The sun has moved, I look up when a familiar car pauses at the stop sign at the elbow of Water Street and am temporarily blinded by the reflection on the glass and chrome. It has moved, I can tell by the evening shadows on the City Drug — known by various names by various generations — the ornate white building fronting on Fountain Square.
The sun has moved, I know at home when it falls through the west facing window of my dining room, slipping over my shoulder to reflect on the computer screen before me. I pull closed the curtain but the fabric is not heavy, it only diffuses the glare but it is not so much that I cannot ignore it.
There is always that day just past the middle of August when night air comes earlier, and we realize it is dark, truly dark, and has been for awhile at eight-thirty. We have come and gone past that day, and I remind myself how much more light we have now than in December, that winter is far, far away. Clothesline days do not, I am remembering, always translate to clothesline nights. Cool air settles as the sun lowers, especially when the house is between the setting sun and the backyard where my laundry is hung.

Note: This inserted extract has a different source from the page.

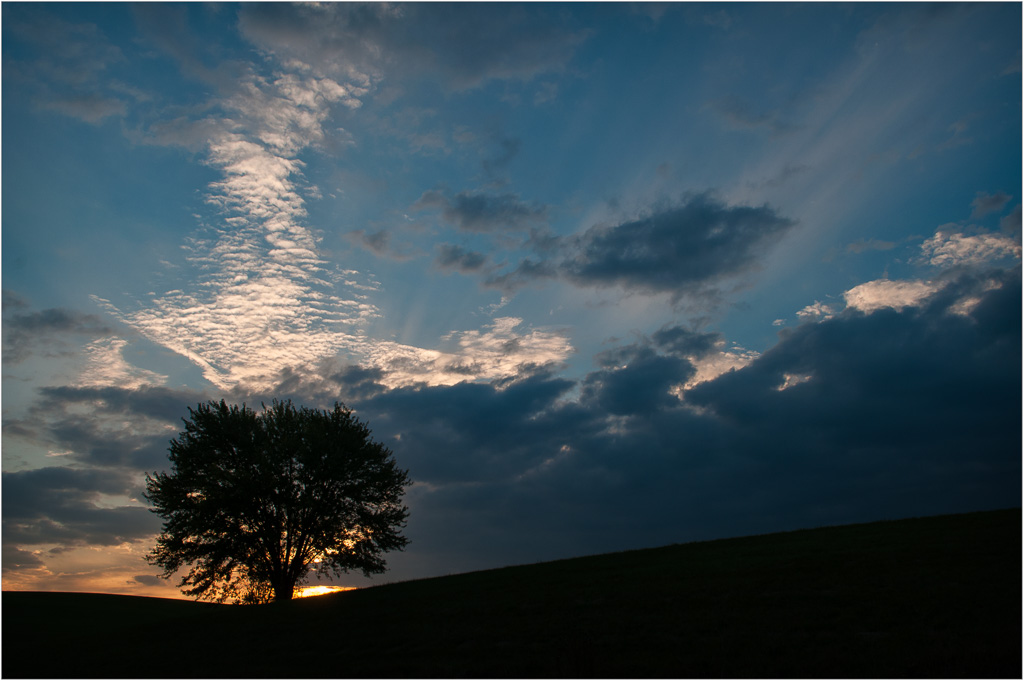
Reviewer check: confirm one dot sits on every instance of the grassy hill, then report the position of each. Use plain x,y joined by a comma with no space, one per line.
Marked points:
925,597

It is in shadow, but I can see the dab of duct tape on the clothesline, legacy of my visiting brother — my only brother, the same one who went to wrap old water pipes with duct tape and rags assuring me he knew what he was doing, saying he “had a hydraulic system on the [nuclear] submarine.” At last, he has moved outside with the big roll of all-purpose silver fabric, backed with adhesive, that lives in a kitchen drawer.
He had thought he would secure the board I had used to lift the clothes-laden line —following the neighbor’s dictum that there is always something around. I searched and I found the length I needed, part of a fallen-apart storm door stowed under the back entry instead of thrown away as it should have been. It is all about tension, my brother would know if he thought about it, and, of course, the board fell, mindless of the tape, as soon as the line was emptied and made light.
In his defense, he lives in the suburbs and grew up in this house where, somehow, such things were never needed when we were kids, the lines were kept taut. It was only when I worked at the boarding house up the road, long since turned to a private home, that I learned about notched sticks used to lift up lines strung with sheets and sheets and sheets. Sometimes I pass by that house and wonder how it ever fit, all that linen, like the laundry billowing in the wind in pictures of the side yard of the Blue Dory on Dodge Street that now seems too small to hold all the flowers that want to bloom there.
It is a nuisance, the tape smack in the middle of the line, but it reminds me my brother was here if only for so short a time his family didn’t break much of anything, just create piles of laundry and leave me with a house feeling emptier than it did before they came. No one, as happened other years, picked a day too soon the carefully tended tomatoes ripening on the vine, or broke things that left me baffled that anyone could find much less break them.
The Rose of Sharon is in bloom down the lane, across from the clothesline. It is a survivor, a shoot grown up unexpectedly on the backside of the wall from where another had fallen and died. A second shoot transplanted at the edge of the backyard I thought was an early casualty of the deer, until I looked out and saw my golden retriever, my sweet dog, reclining next to it, like some Roman emperor, gnawing. That one did not live.
The pink flowers that always whisper that summer is passing adorn a tree grown higher than the blackberries surrounding it. This winter, I keep promising myself, those vines will be cut back to the wall, back to where they used to hang and produce sweet plump fruit.
The other morning when leaves still wet with morning moisture were gleaming in the sun I noticed a grouping of out of season blackberry blossoms surprisingly close to the spot where I had begun to cut, threatening the vines with annihilation for their lack of production.
The sun has set when I go out to look for the moon, full tonight. It is just peeking over the hill, dark orange still, warm and full of fire. The sky is fading in the west, the softest pinks and blues melding into each other and the air is filled with the sounds of summer, crickets in the tall grasses and whatever insect it is that makes an almost tinny hum. I am reminded of those days in spring when the wild lilies poke through the ground and the green is of an intensity that can only be short-lived. The earth explodes and those first days of utter heartbreak over the fragility of the season are forgotten.
It is just too beautiful to come back inside and I wander about in the half-light, wondering how it happened that the tiny tree grew so tall, higher than the eaves of the house. I can see the sky through its leafy branches, a canopy of black lace.
It is a surprise when I come back in that it is dark in the house, past time to turn on a light. When I look again the moon is pale gold, fading to the cold white it will when it owns the night sky.